6月16日に公開されたフォートナイトのアート制作過程を紹介する公式動画の中で、「Gen Media」と呼ばれる社内ツールが使用されていました。アーティストが描いたラフをブラッシュアップするプロセスにおいて、プロンプト(指示文)を打ち込むような描写があったため、これが「生成AIを利用したアセット制作ではないか」とユーザーやクリエイターから強い指摘を受けています。

Unreal Engineの対話型AIサポートと今後のパイプライン

さらに、直前にリリースされた「Unreal Engine 5.8」における対話型AIのサポートや、2027年末より早期アクセスが開始される次世代エンジン「Unreal Engine 6(UE6)」のロードマップも一因です。Epic Gamesは、ClaudeやGeminiといった主要な生成AIプラットフォームと連携できる「MCP(Model Context Protocol)」などの開発パイプライン機能を構築していく方針を明記しており、エンジン全体でAIを活用していく姿勢を鮮明にしています。

なぜインディーデベロッパーは「AI」に慎重なのか

『Vampire Survivors』をはじめとするインディーゲーム界隈では、ドット絵や楽曲といった、人間のクリエイティビティの結晶とも言える独自の表現方法と、それを支持する熱狂的なファンコミュニティとの信頼関係が何よりも重視されます。

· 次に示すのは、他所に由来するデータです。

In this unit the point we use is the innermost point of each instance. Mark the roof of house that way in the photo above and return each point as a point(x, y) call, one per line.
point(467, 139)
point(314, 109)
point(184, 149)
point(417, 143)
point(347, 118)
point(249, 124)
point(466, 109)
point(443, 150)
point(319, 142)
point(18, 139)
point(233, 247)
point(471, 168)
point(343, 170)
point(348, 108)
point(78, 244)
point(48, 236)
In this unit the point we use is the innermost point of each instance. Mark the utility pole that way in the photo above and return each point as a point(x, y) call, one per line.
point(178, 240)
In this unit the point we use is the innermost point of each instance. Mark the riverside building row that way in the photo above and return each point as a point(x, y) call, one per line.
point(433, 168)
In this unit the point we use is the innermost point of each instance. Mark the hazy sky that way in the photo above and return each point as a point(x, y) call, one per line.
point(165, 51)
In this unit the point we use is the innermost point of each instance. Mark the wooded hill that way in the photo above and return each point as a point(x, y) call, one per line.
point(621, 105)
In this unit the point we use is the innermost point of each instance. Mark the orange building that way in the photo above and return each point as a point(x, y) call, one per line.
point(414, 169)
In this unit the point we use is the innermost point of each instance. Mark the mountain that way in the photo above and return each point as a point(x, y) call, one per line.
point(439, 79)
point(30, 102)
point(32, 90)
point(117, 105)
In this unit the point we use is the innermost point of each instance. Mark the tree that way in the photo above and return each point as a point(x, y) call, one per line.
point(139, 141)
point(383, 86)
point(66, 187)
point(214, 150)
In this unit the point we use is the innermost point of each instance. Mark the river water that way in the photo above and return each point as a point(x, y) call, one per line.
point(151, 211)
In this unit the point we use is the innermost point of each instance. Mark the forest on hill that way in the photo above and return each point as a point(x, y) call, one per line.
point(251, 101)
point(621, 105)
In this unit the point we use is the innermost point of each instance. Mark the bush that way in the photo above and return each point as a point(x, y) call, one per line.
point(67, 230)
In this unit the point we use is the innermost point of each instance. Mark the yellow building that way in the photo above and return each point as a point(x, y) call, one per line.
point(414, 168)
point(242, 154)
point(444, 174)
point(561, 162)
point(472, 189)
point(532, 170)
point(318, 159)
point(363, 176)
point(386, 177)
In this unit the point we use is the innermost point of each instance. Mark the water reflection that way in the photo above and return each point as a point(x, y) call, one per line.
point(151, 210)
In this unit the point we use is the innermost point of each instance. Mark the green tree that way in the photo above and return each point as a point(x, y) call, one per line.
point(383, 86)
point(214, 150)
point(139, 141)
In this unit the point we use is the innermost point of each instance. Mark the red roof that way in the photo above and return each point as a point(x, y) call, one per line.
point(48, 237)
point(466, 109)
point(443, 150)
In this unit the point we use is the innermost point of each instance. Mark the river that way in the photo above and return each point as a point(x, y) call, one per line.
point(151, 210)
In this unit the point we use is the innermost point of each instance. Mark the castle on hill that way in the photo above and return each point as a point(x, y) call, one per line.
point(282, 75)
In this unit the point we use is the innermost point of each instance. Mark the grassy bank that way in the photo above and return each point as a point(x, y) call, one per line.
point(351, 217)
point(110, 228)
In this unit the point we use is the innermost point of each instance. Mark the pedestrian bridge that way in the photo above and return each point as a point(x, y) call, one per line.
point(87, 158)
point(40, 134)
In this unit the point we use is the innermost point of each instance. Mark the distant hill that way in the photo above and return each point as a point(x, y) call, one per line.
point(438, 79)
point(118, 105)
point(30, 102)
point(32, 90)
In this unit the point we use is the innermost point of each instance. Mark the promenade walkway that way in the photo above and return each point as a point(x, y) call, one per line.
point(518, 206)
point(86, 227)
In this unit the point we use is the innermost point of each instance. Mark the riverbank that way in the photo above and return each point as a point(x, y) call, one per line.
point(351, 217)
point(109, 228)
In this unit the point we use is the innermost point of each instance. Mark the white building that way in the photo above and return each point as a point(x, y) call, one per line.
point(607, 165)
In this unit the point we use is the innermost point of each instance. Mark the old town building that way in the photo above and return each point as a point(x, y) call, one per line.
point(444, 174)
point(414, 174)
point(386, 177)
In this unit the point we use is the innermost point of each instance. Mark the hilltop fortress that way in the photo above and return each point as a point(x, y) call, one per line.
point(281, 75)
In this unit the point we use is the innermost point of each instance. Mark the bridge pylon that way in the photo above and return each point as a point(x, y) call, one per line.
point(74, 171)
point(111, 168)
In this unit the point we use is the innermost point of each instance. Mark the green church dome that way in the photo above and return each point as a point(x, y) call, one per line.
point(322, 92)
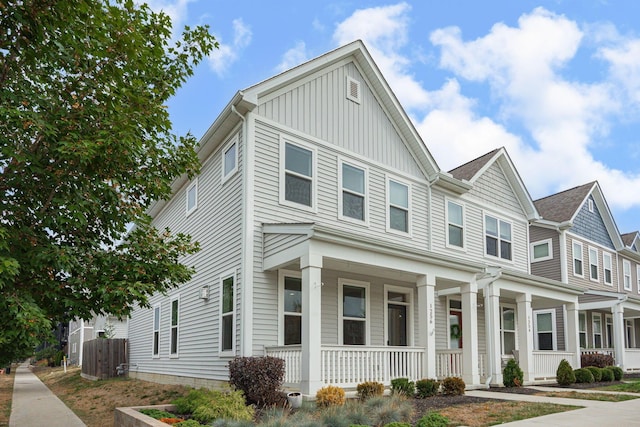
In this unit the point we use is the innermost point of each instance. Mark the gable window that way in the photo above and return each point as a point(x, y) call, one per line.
point(354, 312)
point(497, 237)
point(291, 290)
point(541, 251)
point(508, 329)
point(156, 331)
point(545, 330)
point(626, 274)
point(227, 313)
point(593, 264)
point(297, 180)
point(175, 317)
point(608, 269)
point(192, 196)
point(353, 200)
point(398, 200)
point(577, 259)
point(230, 160)
point(596, 324)
point(582, 329)
point(455, 224)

生成AIの利用に対しては、著作権のグレーゾーンや倫理的な観点からコミュニティ側からの拒絶反応が未だ根強く、もしコラボを強行すれば「消費者からの激しい批判の矛先」がEpic Gamesだけでなく、キャラクターを貸し出す側のponcleにも向いてしまいかねません。ファンを大切にするインディー精神から、自社のブランド倫理やファン感情を守るための「ブレーキ」を踏んだのが今回の見直し表明の本質と言えます。

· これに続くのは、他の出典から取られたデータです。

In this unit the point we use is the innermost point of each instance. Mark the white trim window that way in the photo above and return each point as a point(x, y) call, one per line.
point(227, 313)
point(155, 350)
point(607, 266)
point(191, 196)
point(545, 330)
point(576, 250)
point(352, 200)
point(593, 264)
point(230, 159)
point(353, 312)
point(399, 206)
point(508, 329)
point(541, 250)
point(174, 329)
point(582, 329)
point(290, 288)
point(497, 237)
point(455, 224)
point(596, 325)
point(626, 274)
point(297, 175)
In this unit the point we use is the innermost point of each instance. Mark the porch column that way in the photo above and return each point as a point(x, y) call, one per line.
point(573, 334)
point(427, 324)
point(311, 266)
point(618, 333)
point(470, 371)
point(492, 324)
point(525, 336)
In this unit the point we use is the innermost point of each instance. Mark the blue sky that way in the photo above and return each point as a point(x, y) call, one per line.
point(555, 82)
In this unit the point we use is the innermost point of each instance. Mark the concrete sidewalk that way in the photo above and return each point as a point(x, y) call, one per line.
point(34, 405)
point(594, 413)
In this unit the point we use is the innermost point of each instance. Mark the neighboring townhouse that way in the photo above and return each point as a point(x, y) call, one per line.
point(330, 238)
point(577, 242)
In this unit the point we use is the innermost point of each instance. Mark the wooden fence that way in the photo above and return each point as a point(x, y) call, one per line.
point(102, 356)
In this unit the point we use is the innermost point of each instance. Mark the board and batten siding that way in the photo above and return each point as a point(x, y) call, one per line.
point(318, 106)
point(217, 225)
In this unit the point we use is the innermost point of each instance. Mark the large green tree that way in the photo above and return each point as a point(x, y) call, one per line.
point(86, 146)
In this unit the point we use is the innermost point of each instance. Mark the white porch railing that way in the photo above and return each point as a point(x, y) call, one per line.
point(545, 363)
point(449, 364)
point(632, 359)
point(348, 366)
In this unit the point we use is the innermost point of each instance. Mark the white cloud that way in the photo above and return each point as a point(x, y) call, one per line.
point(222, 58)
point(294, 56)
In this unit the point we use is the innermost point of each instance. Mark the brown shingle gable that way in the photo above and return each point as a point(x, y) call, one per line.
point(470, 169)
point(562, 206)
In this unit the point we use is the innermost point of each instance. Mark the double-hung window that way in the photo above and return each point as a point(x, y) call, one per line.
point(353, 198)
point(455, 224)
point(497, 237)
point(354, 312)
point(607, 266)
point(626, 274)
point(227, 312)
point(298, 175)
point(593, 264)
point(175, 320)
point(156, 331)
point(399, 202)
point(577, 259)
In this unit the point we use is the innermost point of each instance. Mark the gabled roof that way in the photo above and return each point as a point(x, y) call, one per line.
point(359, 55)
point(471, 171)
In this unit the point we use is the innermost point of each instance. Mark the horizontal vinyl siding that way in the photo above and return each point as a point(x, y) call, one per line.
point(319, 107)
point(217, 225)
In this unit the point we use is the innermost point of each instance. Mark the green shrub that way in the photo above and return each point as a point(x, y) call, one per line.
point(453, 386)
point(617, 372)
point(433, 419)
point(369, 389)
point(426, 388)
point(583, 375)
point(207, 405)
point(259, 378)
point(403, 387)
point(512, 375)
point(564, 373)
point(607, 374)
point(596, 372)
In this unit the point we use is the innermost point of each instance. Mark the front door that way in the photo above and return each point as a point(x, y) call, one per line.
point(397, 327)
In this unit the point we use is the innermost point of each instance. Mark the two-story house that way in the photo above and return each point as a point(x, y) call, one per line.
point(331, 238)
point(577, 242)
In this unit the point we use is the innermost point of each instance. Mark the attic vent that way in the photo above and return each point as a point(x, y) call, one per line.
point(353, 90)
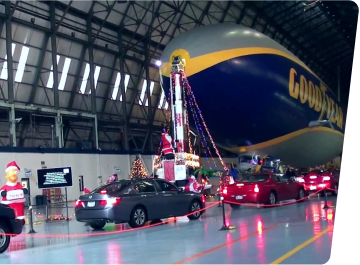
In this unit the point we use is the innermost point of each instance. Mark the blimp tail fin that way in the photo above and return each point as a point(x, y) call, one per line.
point(323, 123)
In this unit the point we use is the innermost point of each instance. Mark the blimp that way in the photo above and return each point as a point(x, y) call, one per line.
point(256, 97)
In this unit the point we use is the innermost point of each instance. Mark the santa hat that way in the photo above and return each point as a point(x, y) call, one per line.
point(12, 165)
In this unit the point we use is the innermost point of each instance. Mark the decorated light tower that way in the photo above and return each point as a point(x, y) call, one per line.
point(177, 156)
point(176, 104)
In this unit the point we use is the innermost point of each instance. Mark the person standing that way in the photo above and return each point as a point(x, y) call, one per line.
point(234, 173)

累計分配金が10億ドルを突破し、『ザ・シンプソンズ』といった世界的なメガIPの参入でかつてない盛り上がりを見せるフォートナイトのエコシステムですが、最先端テクノロジー(AI)の効率的な導入というプラットフォーム側のビジョンが、思わぬ形でインディーシーンの哲学と衝突する形となりました。

現時点でこのコラボレーションが完全に中止となるのか、あるいは制作プロセスにおいてAIを一切介在させないといった条件付きの合意に至るのか、具体的な着地点はまだ分かっていません。

プラットフォームとしての倫理観やクリエイターへの敬意が改めて問われる今回の事例。お馴染みのヴァンサバキャラクターたちが無事に島へ登場できるのか、今後の動向から目が離せません。